On ne saurait mieux voir et mieux dire, et il y a là un bon conseil que l’auteur dramatique fera bien de suivre même quand il n’est pas Shakespeare, surtout quand il n’est pas Shakespeare. Celui qui écrit ces lignes suivra-t-il ce conseil ? il aurait raison. Il suffit de lire l’Étrangère et surtout les rôles de mistress Clarkson, de Gérard et de Rémonin pour se convaincre que les abstractions dont parle M. de Montégut le troublent déjà. Qu’il fasse donc comme Prospero, dans la dernière scène de la Tempête, qu’il sorte de l’île enchantée, qu’il gagne cette retraite où, sur trois pensées, il y en a une pour la tombe. Le moment est venu de dire à Ariel, l’esprit invisible de l’air qui a jusqu’alors obéi au magicien, et l’a fait triompher de Caliban.

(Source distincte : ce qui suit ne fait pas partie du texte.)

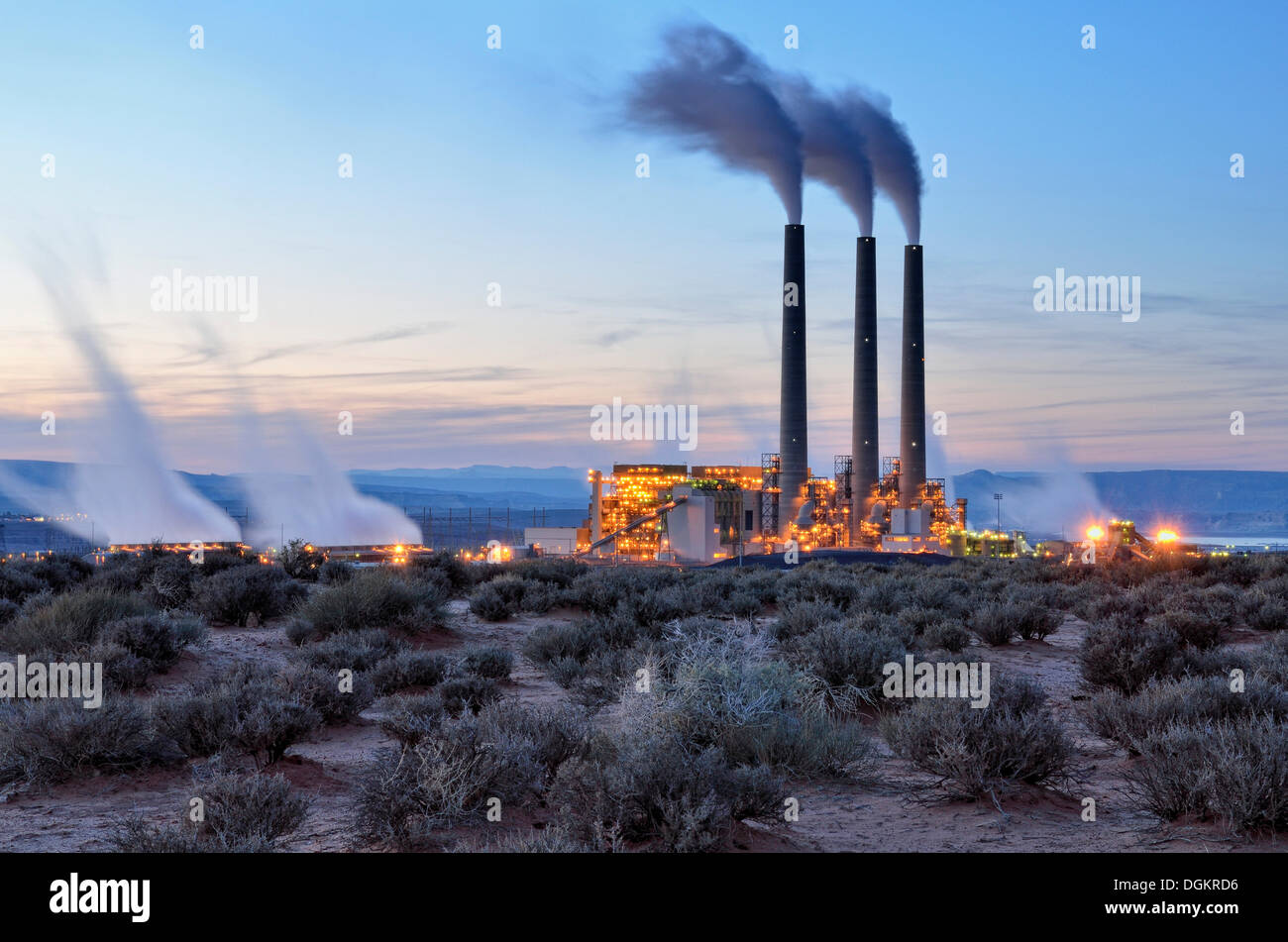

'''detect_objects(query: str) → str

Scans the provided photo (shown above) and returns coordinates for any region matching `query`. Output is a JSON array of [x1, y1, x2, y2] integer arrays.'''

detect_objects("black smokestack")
[[627, 23, 802, 224], [850, 236, 881, 543], [778, 224, 808, 535], [899, 246, 926, 507], [836, 89, 922, 246], [780, 77, 873, 236]]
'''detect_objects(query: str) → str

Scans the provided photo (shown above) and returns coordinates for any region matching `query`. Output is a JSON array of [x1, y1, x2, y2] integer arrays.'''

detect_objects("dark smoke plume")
[[833, 89, 921, 245], [780, 77, 873, 236], [626, 23, 802, 223]]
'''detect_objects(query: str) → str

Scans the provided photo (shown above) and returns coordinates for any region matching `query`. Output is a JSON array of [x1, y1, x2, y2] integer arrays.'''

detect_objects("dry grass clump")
[[110, 761, 308, 853], [881, 676, 1073, 797]]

« Ariel, mon petit oiseau, retourne aux éléments ; sois libre et porte-toi bien. »

 

Août 1879.

 

 

ACTE I

 

Un salon très élégant communiquant avec d’autres salons. Des domestiques en grande livrée, poudrés, se promènent de long en large dans le fond. Tout est éclairé comme pour une soirée. Grande fenêtre à droite du spectateur.

 

 

Scène première

 

RÉMONIN, MAURICEAU entrent ensemble par la porte du fond

 

MAURICEAU.

Et tu es ici dans les appartements particuliers de la duchesse, de ma fille !

RÉMONIN.

C’est donc pour cela que ce domestique ne voulait absolument pas me laisser entrer.

MAURICEAU.

Naturellement ! Ma fille a prêté le reste de son hôtel et ses jardins pour cette fête de bienfaisance ; mais c’est bien le moins qu’elle se soit réservé son appartement pour elle et ses amis tout à fait intimes, dont tu es, bien que je ne t’aie pas vu depuis près de vingt ans, et que je ne m’attendisse guère à te retrouver ce soir ici.

RÉMONIN.

Je ne me doutais même pas, en y venant comme tout le monde pour donner mes vingt francs aux orphelins de ces malheureux mineurs auxquels ta fille s’est intéressée, je ne me doutais même pas que cette duchesse de Septmonts, c’était mademoiselle Mauriceau que j’ai mise au monde ; car c’est moi qui l’ai mise au monde.

MAURICEAU.

Il y a vingt-trois ans. Comment ! tu ne savais pas que la duchesse de Septmonts était ma fille ? C’est curieux ! Tout Paris le sait.

RÉMONIN.

Comme tu n’as pensé qu’à tout Paris, et que tu ne m’as pas invité à son mariage, je ne l’ai pas su.

MAURICEAU.

J’ignorais ce que tu étais devenu.

RÉMONIN.

Tu n’avais qu’à chercher dans l’Almanach du commerce à la lettre R. Tu aurais trouvé : « Rémonin, rue Madame, 103, professeur au Collège de France. » C’est très commode, l’Almanach du commerce, quand on veut retrouver ses amis.

MAURICEAU.

Tu sais te que c’est que la vie de Paris. Tu travaillais de ton côté ; je travaillais du mien. Et moi, me trouves-tu changé ?

RÉMONIN.

Non, tu es resté le même ou à peu près.

MAURICEAU.

Mon cher, tu me croiras si tu veux, excepté quand je me regarde pour me faire la barbe, il ne me semble pas que j’aie vieilli.

RÉMONIN.

Toujours ce bel estomac ?

MAURICEAU.

Toujours.

RÉMONIN.

Et madame Mauriceau ?

MAURICEAU.

Morte, mon cher ! La pauvre femme !

RÉMONIN.

Depuis longtemps ?

MAURICEAU.

Il y a sept ou huit ans.

RÉMONIN.

De quoi ?

MAURICEAU.

Les médecins disent que c’est du foie. On n’a jamais bien su. Elle languissait. Elle n’était pas d’une santé brillante au fond. Très nerveuse. Ç’a été un grand chagrin ! Mais ne parlons pas de ça. Et toi, es-tu marié ?

RÉMONIN.

Non !

MAURICEAU.

Ma foi, tu as aussi bien fait. La famille a du bon, mais il y a encore beaucoup à dire là-dessus.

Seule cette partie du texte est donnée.